2934 - Surgery and Adjuvant Radiation are Associated with Improved Overall Survival Relative to Systemic Therapy Alone in Metastatic Inflammatory Breast Cancer (MIBC)
Presenter(s)
J. M. Eckstein1, Y. Gokun2, S. Obeng-Gyasi3, D. Stover4, T. Y. Andraos1, R. Young1, S. Beyer1, and S. R. Jhawar1; 1Department of Radiation Oncology, The Ohio State University Wexner Medical Center, Columbus, OH, 2Center for Biostatistics, Department of Biomedical Informatics, The Ohio State University Wexner Medical Center, Columbus, OH, 3Ohio State University, Columbus, OH, 4The Ohio State University Medical Center, Columbus, OH
Purpose/Objective(s): Despite local control benefits, local therapy to the primary site of disease has not been shown to improve overall survival (OS) in non-inflammatory metastatic breast cancer. Given the increased incidence and morbidity of local recurrence with MIBC, we hypothesized that improved local control from modified radical mastectomy (MRM) and radiation therapy (RT) may translate into an OS benefit when added to systemic therapy in the MIBC population.
Materials/Methods: All patients diagnosed with MIBC from 2010 to 2020 were identified in the NCDB. The cohort was divided into groups who received systemic therapy only, systemic therapy followed by MRM (bimodality therapy-BMT), and systemic therapy followed by MRM followed by adjuvant RT to the chest wall and/or regional lymph nodes (trimodality therapy-TMT). The BMT group was set as the reference. Propensity score weighted Cox proportional hazard models were fitted based on age, molecular subtype, and number of metastases (solitary or multiple). Subset analysis comparing BMT to TMT was done based on pathologic response to systemic therapy (any response versus no response).

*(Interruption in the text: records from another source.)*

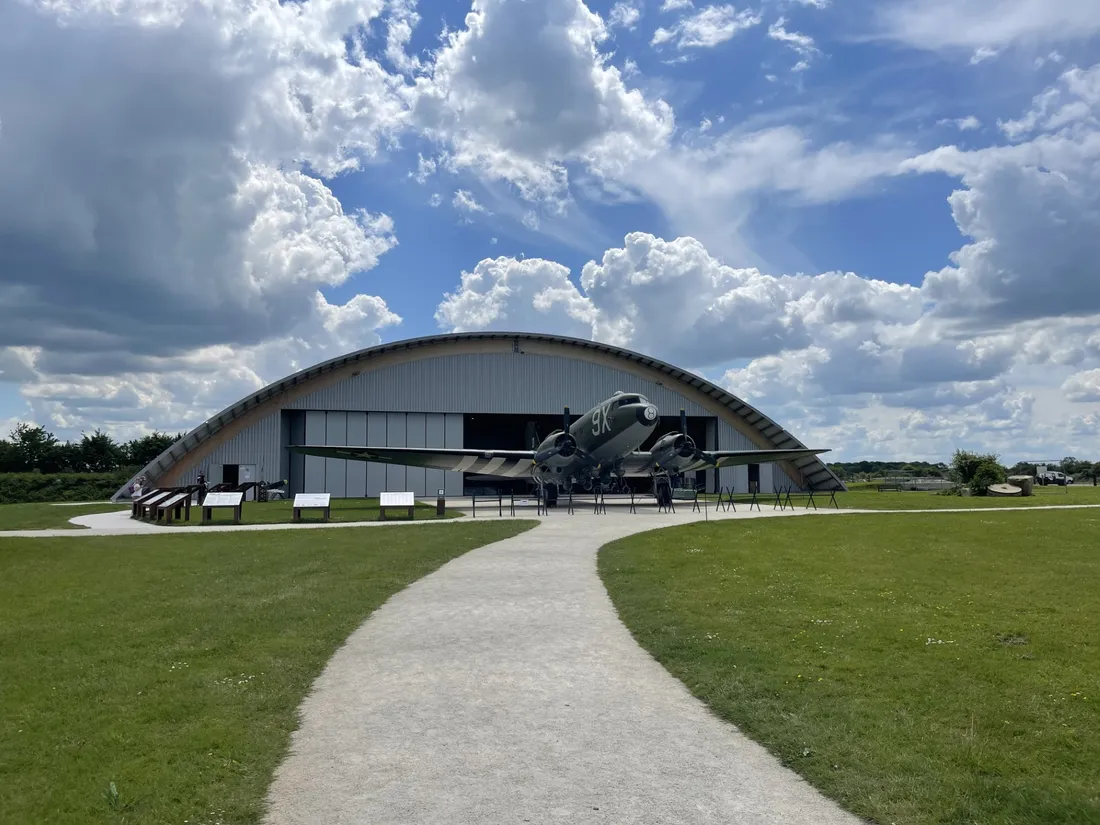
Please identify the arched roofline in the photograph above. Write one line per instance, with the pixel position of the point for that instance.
(812, 469)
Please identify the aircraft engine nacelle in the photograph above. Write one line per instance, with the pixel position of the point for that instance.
(556, 450)
(674, 451)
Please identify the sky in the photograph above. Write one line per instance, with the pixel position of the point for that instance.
(876, 220)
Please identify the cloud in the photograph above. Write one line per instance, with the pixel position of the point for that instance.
(624, 14)
(1082, 386)
(835, 356)
(465, 202)
(707, 28)
(503, 293)
(157, 224)
(524, 90)
(981, 54)
(968, 123)
(975, 24)
(1032, 211)
(1074, 101)
(673, 297)
(801, 44)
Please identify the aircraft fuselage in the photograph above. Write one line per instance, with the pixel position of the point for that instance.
(604, 436)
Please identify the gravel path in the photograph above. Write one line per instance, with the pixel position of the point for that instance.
(504, 689)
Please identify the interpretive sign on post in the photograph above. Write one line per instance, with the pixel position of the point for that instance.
(222, 501)
(403, 501)
(312, 502)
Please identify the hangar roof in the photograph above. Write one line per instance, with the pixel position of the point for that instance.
(813, 470)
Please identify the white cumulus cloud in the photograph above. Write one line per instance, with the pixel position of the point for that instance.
(707, 28)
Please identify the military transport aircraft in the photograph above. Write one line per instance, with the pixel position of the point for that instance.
(592, 451)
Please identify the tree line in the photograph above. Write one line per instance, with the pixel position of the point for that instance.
(975, 470)
(31, 449)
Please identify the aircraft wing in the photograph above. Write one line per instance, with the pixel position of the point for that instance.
(508, 463)
(735, 458)
(641, 463)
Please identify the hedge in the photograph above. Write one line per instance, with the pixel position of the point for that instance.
(20, 487)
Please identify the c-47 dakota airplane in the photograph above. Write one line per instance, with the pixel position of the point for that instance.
(592, 451)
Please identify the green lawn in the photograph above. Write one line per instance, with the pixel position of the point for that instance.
(44, 516)
(868, 498)
(920, 501)
(939, 668)
(172, 666)
(343, 509)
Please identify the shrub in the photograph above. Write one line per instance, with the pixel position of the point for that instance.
(986, 474)
(21, 487)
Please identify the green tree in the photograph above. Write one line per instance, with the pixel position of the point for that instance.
(98, 453)
(140, 451)
(986, 474)
(35, 450)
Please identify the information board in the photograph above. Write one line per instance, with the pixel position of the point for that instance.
(397, 499)
(222, 499)
(311, 499)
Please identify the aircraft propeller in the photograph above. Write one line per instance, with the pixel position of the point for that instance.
(563, 444)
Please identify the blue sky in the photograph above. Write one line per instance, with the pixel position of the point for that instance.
(242, 190)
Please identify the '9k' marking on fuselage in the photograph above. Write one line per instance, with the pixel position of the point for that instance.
(602, 419)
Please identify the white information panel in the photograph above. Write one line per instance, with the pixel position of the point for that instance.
(311, 499)
(397, 499)
(222, 499)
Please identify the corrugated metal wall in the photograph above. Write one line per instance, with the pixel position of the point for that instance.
(422, 402)
(498, 382)
(358, 479)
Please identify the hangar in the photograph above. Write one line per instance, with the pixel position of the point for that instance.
(470, 389)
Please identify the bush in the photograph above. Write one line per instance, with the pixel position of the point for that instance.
(21, 487)
(985, 475)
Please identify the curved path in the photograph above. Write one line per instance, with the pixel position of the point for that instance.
(504, 689)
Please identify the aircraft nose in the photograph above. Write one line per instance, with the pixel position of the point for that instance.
(648, 415)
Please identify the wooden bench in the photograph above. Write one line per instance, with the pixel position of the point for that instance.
(312, 502)
(404, 501)
(222, 501)
(146, 508)
(135, 505)
(178, 505)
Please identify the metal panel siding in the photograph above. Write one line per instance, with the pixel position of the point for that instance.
(433, 437)
(356, 470)
(416, 427)
(497, 382)
(336, 470)
(395, 437)
(315, 465)
(375, 437)
(260, 444)
(767, 480)
(453, 432)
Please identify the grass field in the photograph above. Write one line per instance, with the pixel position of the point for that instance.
(868, 498)
(939, 668)
(343, 509)
(172, 666)
(46, 516)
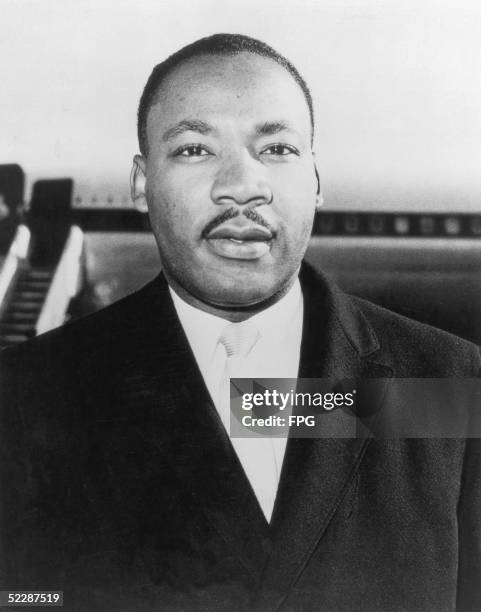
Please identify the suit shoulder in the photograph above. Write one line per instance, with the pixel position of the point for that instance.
(420, 349)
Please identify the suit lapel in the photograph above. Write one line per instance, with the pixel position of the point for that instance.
(337, 344)
(164, 375)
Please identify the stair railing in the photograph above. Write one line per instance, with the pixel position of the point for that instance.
(16, 255)
(65, 283)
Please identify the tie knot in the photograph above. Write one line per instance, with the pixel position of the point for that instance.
(238, 339)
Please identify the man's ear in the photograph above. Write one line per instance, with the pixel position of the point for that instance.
(319, 197)
(137, 183)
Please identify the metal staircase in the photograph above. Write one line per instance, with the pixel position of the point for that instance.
(25, 300)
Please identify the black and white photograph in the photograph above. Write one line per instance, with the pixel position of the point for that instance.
(240, 305)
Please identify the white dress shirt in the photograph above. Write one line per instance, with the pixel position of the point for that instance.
(275, 354)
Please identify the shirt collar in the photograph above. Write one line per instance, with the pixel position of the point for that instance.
(204, 329)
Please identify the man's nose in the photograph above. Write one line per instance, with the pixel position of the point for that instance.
(241, 180)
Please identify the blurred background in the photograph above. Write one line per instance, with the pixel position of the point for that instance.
(397, 92)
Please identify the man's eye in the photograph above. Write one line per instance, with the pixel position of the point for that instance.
(281, 150)
(191, 151)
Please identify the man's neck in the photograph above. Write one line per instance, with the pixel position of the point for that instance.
(233, 314)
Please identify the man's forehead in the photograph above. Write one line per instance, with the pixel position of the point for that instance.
(245, 86)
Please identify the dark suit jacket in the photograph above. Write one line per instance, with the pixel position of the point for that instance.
(120, 486)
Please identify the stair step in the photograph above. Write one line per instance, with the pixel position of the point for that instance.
(8, 339)
(23, 306)
(33, 296)
(38, 274)
(16, 328)
(25, 285)
(12, 316)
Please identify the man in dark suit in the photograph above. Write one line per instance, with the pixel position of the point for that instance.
(119, 482)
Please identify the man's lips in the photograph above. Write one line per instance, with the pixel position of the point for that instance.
(234, 241)
(241, 233)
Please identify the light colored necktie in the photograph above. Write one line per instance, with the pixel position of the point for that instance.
(256, 453)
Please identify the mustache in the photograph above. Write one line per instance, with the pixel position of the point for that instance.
(233, 212)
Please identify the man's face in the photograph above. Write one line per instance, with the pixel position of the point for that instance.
(229, 178)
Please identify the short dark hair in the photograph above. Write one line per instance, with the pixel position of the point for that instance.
(218, 44)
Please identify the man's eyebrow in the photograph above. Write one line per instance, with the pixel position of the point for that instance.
(187, 125)
(270, 128)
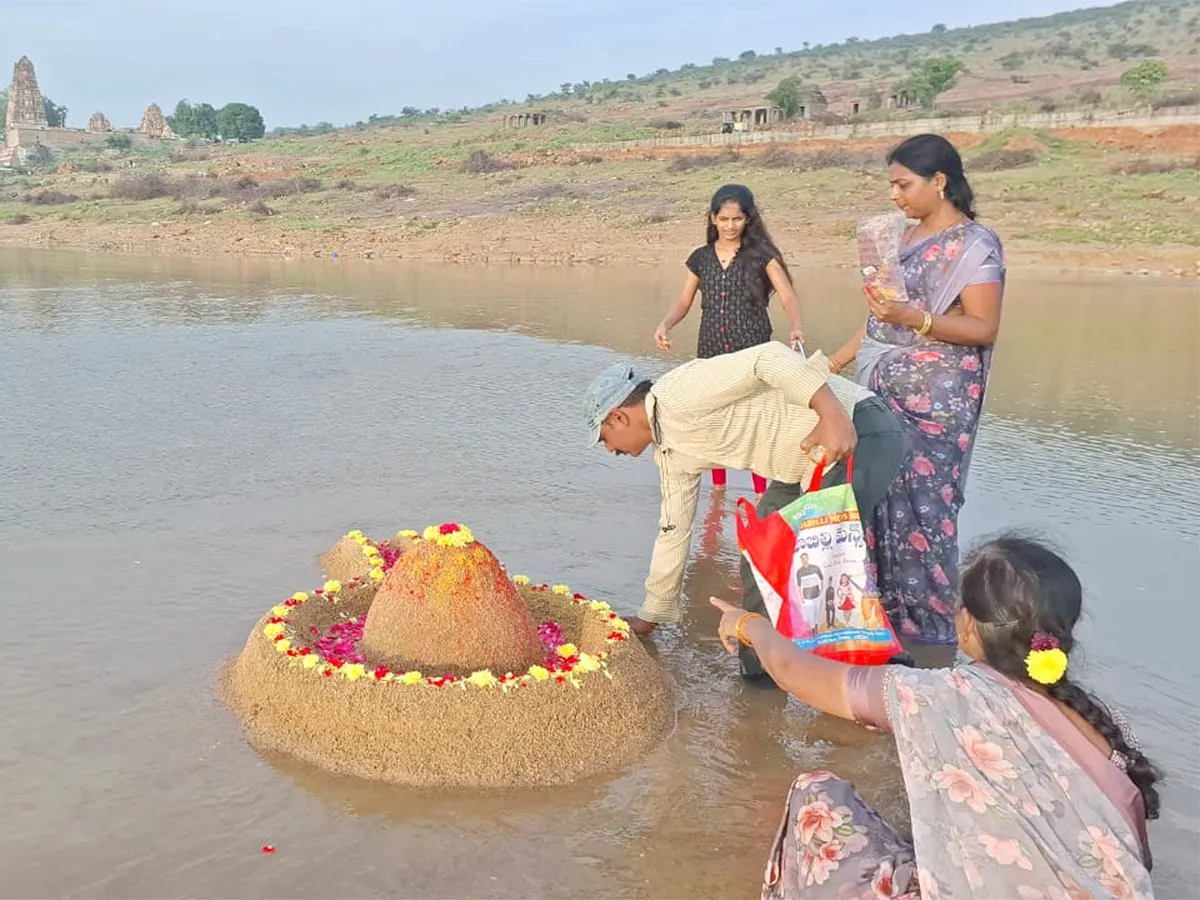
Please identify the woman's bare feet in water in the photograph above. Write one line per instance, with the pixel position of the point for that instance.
(641, 627)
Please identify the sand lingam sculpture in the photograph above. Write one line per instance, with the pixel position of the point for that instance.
(421, 661)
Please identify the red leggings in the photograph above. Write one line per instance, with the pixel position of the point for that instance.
(760, 483)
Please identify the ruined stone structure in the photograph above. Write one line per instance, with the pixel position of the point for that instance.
(750, 117)
(522, 119)
(25, 103)
(99, 124)
(29, 137)
(154, 124)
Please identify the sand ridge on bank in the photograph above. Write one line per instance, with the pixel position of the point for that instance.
(426, 729)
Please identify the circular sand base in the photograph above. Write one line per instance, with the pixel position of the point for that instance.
(424, 730)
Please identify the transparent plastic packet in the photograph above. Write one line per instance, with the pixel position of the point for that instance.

Results: A total of 2950 patients met inclusion criteria, including 409, 258, and 2283 in the TMT, BMT and systemic therapy only groups, respectively. Patients in the TMT group were younger vs the BMT and systemic therapy only groups (median age 54 vs 59 vs 58). The TMT group was most likely to have a solitary metastasis (91.7%), relative to the BMT therapy (81.8%) and systemic therapy (67.6%) groups. Compared with BMT, systemic therapy only treatment had an increased risk of death (aHR 1.89, 95% CI: 1.57-2.28). TMT patients had a decreased risk of death (HR 0.81, 95% CI: 0.67-0.98) compared to the BMT cohort on crude analysis, but in the adjusted model this became not significantly different (aHR 0.95, 95% CI 0.74-1.21). 474 patients had pathologic response data available. In 423 patients who demonstrated any response to systemic therapy, receipt of TMT vs BMT was not associated with OS (aHR 0.96, 95% CI 0.72-1.29). In 51 patients without any pathologic response, TMT was associated with improved OS (aHR 0.47, 95% CI 0.24-0.92) adjusting for age and number of metastases.
Conclusion: In this retrospective review of MIBC in the NCDB, TMT and BMT were associated with improved OS relative to systemic therapy alone. In the overall cohort, OS was similar between BMT and TMT, but TMT was associated with improved OS among patients that did not demonstrate a pathologic response to systemic therapy at the time of surgery. More work is needed to understand the OS impact of local therapies to the breast and lymph nodes in MIBC.